Georges pensait plus simple de déchirer la feuille de son carnet où étaient les inscriptions et de les donner à l’homme de sport.

L’effet fut immédiat. La physionomie de Marini resplendit de joie :

— Ah ! merci, monsieur, cria-t-il, vous me faites un réel plaisir. Quel élément de succès vous m’apportez ! Et le prince qui va venir !

» Il paraît que le prince est aussi un élément de succès, pensa l’officier.
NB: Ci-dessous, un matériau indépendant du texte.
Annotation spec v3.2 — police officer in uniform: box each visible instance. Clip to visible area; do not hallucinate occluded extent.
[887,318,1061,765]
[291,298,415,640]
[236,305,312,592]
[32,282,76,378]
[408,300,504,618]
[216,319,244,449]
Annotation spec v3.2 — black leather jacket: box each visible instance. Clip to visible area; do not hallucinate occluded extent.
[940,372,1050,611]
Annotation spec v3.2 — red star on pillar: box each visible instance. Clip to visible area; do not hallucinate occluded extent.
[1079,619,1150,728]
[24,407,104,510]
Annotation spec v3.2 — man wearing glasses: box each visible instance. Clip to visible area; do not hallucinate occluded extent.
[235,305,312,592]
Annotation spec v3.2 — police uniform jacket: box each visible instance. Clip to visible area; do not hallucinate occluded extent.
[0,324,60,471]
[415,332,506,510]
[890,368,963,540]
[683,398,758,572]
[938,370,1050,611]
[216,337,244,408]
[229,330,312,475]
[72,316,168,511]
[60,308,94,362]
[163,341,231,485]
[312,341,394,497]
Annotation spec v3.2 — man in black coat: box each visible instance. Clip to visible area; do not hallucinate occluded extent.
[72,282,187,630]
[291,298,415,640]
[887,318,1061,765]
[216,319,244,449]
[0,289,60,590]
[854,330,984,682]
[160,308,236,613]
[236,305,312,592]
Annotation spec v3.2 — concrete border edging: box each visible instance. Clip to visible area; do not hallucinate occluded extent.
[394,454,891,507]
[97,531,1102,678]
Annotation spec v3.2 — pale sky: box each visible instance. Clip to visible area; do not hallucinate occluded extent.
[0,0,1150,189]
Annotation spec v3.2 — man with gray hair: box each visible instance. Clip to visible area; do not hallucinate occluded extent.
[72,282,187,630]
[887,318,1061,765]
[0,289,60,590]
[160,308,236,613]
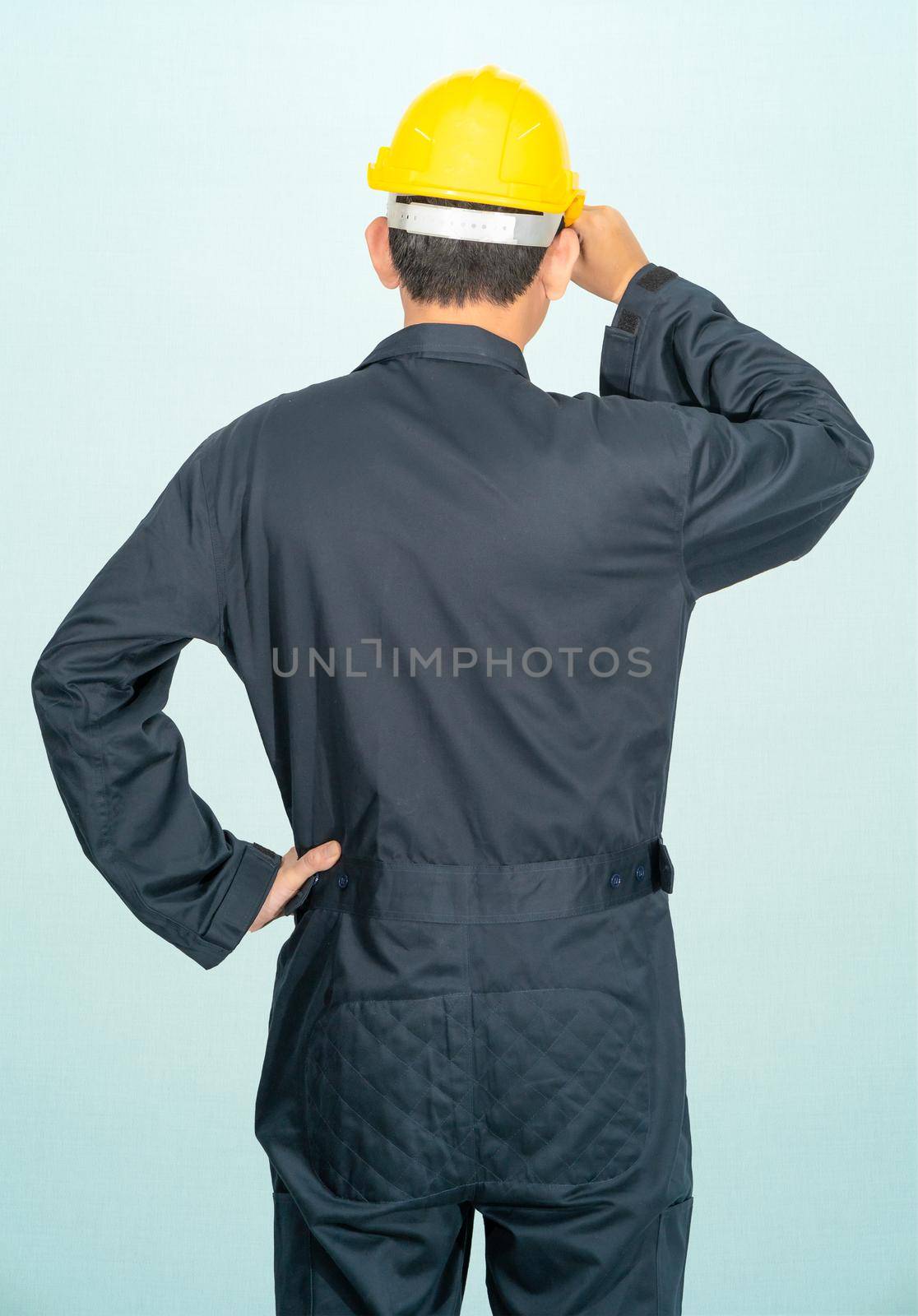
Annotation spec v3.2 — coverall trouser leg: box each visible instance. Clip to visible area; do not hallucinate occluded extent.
[257,842,692,1316]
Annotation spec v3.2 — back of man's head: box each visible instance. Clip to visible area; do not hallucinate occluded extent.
[389,196,564,307]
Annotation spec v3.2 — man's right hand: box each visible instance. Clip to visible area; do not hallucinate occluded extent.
[571,206,647,301]
[248,841,341,932]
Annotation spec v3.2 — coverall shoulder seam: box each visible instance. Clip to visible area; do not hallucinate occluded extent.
[668,403,698,608]
[196,454,226,650]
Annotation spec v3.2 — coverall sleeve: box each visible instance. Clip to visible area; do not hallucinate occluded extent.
[600,265,874,597]
[31,445,280,969]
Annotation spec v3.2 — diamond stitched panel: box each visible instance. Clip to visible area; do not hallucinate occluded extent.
[307,989,647,1202]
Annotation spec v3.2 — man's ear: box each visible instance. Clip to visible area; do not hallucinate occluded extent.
[540,228,580,301]
[364,215,398,288]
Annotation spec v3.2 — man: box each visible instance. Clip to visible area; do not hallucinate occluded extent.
[35,68,872,1316]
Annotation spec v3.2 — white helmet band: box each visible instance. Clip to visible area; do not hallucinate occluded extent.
[385,192,564,248]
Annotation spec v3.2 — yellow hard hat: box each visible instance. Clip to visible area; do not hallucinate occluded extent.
[367,64,585,245]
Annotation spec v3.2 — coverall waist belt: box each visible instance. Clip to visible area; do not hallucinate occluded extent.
[304,837,674,924]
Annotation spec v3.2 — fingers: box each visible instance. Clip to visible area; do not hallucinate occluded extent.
[296,841,341,886]
[248,841,341,932]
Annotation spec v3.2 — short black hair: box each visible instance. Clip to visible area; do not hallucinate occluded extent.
[389,196,564,307]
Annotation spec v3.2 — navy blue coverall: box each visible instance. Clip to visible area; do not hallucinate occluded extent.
[33,265,872,1316]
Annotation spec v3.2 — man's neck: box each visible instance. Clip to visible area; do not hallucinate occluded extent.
[405,301,531,351]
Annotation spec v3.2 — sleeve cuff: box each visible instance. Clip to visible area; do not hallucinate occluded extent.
[198,842,280,969]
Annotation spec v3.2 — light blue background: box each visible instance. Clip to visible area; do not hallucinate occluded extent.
[0,0,918,1316]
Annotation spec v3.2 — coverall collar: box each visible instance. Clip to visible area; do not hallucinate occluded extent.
[356,324,529,379]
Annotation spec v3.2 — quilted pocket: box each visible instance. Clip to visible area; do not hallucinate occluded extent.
[307,987,647,1202]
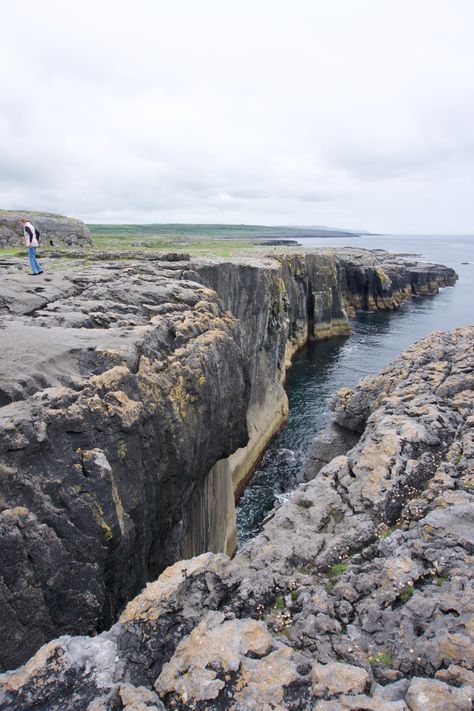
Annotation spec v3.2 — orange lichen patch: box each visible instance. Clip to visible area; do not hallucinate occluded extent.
[90,365,130,390]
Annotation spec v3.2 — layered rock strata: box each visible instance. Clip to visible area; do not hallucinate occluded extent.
[0,252,455,669]
[0,327,474,711]
[0,210,92,247]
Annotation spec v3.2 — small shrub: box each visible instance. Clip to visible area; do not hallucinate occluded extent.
[367,652,393,667]
[273,595,286,610]
[398,585,415,602]
[330,563,347,577]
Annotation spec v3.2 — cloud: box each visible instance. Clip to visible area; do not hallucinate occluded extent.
[0,0,474,232]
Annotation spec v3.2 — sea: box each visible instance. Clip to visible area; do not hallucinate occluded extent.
[237,235,474,546]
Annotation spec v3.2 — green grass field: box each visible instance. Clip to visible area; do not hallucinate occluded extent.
[0,224,358,257]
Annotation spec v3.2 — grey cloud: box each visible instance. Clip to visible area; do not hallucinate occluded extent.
[0,0,474,232]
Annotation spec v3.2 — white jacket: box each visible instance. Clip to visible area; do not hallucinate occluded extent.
[23,222,38,247]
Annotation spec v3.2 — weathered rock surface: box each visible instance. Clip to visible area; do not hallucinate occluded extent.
[0,252,455,669]
[0,210,92,247]
[0,327,474,711]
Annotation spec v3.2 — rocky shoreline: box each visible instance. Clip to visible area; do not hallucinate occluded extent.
[0,327,474,711]
[0,210,92,247]
[0,250,456,669]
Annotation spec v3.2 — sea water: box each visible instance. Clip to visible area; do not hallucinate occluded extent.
[237,235,474,545]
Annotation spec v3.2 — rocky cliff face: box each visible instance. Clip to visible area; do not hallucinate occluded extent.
[0,248,455,669]
[0,327,474,711]
[0,210,92,247]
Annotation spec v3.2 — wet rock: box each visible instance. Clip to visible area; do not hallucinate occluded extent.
[0,251,462,683]
[406,678,472,711]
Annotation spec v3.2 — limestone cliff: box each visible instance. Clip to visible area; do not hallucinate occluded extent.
[0,327,474,711]
[0,210,92,247]
[0,251,455,668]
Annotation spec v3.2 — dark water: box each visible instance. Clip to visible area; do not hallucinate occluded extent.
[237,235,474,545]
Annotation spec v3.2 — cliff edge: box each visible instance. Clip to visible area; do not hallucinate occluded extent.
[0,210,92,247]
[0,250,456,670]
[0,327,474,711]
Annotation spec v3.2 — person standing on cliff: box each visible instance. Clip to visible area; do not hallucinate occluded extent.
[20,218,43,276]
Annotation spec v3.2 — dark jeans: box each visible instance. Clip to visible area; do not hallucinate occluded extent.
[28,247,43,274]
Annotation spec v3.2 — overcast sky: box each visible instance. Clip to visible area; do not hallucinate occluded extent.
[0,0,474,233]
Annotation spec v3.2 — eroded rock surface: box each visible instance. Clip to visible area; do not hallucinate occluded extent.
[0,327,474,711]
[0,250,455,669]
[0,210,92,247]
En vérité, mon futur beau-frère a de singuliers amis. »

— Permettez-moi de vous offrir des entrées pour nos représentations, monsieur, fit Marini, présentant une carte à son interlocuteur.

— Non, merci, répondit sèchement Georges, agacé de l’intimité où le plaçaient l’averse et sa commission.

Puis, malgré la pluie, il sortit troublé, devinant quelque félonie dont il aurait bien pu être l’involontaire complice.

Alors, il rentra à pied, sa corbeille précieusement sous le bras, amusé tout de même de sa trouvaille de fruits semés par Noé et provenant sans doute du Paradis terrestre :

— Pourvu, se dit-il, que l’arbre ne soit pas né des pépins de la pomme d’Eve !… Je n’oserais plus les offrir à Roma ni à Mariska.